A gestão municipal se comprometeu a regularizar todos os salários que estão atrasados até o próximo sábado, dia 16 de maio.
O alinhamento ocorreu durante uma reunião realizada nesta quinta-feira, dia 14, motivada por procedimentos instaurados pela Promotoria de Justiça diante de atrasos salariais recorrentes e cobranças por um novo concurso público.
Cobrança severa
A Promotoria de Justiça vinha recebendo uma série de reclamações e denúncias sobre a demora crônica nos pagamentos há vários meses.
“Essa situação vem prejudicando demasiadamente os servidores, que têm seus compromissos. Tratamos sobre a obrigação da prefeitura de pagar os salários dos servidores até a data estabelecida, quinto dia útil do mês, e o Ministério Público quer que isso seja respeitado”, afirmou o promotor de Justiça Caio Lúcio Fenelon.
Durante o encontro institucional, a prefeita Mara Alves (Republicanos), reconheceu os problemas apontados nos procedimentos ministeriais e apresentou formalmente a garantia de que os vencimentos atrasados serão quitados até este sábado.
O órgão fiscalizador ressaltou que continuará monitorando de perto a situação do município. Caso a instabilidade nos pagamentos persista até o mês de junho, medidas judiciais cabíveis serão adotadas imediatamente contra a administração local.
Novo concurso
Além da regularização financeira imediata, a prefeitura terá que resolver uma demanda antiga de planejamento estrutural, já que o último concurso público na cidade foi realizado há mais de 10 anos.
Diante dessa realidade, o município assumiu a obrigação de organizar um novo certame técnico para o preenchimento de vagas efetivas.
O promotor Caio Lúcio Fenelon explicou que a instituição vai cobrar do poder executivo municipal o envio de um cronograma detalhado e um calendário oficial para a execução de todas as etapas das provas.
Análise crítica
O cenário de atrasos recorrentes em um município do interior revela o quanto a gestão fiscal impacta diretamente a dignidade humana e a máquina pública.
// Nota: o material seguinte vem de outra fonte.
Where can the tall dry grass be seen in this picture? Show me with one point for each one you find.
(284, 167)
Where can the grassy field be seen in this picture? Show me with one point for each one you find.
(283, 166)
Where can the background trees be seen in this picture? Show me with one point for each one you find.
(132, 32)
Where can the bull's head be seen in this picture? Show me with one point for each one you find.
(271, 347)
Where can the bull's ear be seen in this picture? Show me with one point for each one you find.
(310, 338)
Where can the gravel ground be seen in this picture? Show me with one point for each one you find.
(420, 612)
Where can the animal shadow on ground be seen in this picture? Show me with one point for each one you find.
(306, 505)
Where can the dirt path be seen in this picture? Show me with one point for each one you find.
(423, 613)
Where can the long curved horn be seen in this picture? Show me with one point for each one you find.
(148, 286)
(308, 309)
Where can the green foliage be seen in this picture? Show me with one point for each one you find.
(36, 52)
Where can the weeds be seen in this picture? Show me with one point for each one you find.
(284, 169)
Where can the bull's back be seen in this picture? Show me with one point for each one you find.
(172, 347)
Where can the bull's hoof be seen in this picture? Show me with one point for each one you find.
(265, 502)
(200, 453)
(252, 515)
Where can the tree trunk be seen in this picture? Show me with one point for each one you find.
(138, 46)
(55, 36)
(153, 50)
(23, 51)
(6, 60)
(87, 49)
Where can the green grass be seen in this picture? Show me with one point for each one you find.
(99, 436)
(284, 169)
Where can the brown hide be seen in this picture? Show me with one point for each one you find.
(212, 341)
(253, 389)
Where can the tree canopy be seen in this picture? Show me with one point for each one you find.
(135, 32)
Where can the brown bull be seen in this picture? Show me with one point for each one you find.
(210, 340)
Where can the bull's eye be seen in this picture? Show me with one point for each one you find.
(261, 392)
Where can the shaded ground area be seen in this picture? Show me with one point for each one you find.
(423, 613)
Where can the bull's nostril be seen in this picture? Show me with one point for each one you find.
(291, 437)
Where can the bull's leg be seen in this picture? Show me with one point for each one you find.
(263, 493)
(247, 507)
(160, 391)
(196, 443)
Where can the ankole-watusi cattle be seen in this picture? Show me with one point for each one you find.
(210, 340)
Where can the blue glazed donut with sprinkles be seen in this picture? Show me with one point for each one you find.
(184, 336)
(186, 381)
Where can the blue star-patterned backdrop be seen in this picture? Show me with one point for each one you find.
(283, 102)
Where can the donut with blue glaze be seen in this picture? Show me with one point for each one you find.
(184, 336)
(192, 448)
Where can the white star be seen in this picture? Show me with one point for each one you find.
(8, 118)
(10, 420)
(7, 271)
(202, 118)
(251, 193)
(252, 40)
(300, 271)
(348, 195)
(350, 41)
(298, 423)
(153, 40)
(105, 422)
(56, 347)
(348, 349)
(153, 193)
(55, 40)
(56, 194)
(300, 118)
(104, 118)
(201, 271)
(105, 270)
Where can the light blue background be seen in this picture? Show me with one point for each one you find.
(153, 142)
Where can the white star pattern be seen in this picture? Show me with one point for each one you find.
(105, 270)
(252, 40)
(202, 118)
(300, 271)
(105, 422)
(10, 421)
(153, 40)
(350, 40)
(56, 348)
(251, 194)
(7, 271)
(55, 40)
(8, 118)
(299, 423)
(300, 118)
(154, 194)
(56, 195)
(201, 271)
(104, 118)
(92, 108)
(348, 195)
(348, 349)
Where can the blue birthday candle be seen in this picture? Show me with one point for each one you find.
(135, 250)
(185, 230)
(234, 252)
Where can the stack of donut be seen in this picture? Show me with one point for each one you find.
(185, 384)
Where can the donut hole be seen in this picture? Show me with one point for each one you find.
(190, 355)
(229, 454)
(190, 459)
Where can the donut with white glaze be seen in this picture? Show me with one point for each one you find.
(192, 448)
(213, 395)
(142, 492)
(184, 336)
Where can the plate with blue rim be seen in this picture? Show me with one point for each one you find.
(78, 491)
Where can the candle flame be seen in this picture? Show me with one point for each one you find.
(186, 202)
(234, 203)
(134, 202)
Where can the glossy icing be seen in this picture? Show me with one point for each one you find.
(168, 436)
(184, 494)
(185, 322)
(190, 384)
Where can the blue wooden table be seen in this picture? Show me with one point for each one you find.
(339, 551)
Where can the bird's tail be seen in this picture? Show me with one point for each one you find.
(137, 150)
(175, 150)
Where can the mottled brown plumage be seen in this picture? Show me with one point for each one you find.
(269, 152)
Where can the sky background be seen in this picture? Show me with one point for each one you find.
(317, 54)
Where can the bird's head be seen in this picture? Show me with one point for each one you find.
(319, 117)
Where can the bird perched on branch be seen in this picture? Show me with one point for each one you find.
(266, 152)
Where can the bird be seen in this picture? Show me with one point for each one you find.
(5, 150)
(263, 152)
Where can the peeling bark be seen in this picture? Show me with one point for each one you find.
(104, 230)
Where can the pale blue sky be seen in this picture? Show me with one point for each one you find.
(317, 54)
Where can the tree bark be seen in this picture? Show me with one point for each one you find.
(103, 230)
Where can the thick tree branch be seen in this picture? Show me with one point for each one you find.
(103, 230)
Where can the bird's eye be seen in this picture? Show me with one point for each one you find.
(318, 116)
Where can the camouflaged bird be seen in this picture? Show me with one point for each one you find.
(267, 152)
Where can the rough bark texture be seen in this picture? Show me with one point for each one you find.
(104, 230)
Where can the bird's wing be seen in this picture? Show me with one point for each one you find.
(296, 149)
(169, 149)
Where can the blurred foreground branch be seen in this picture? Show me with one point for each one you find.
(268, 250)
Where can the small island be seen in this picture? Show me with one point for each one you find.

A resolução do problema exige atenção em pontos fundamentais:
- Dignidade: o atraso salarial sistemático fere direitos básicos dos trabalhadores e estrangula a economia local, que depende fortemente do funcionalismo público.
- Planejamento: a dependência prolongada de contratos temporários por mais de uma década evidencia uma falha estrutural que precisa ser corrigida com urgência pelo novo concurso.
- Fiscalização: a intervenção firme do órgão ministerial demonstra que a pressão institucional continua sendo o caminho mais eficiente para garantir que o direito do trabalhador seja respeitado.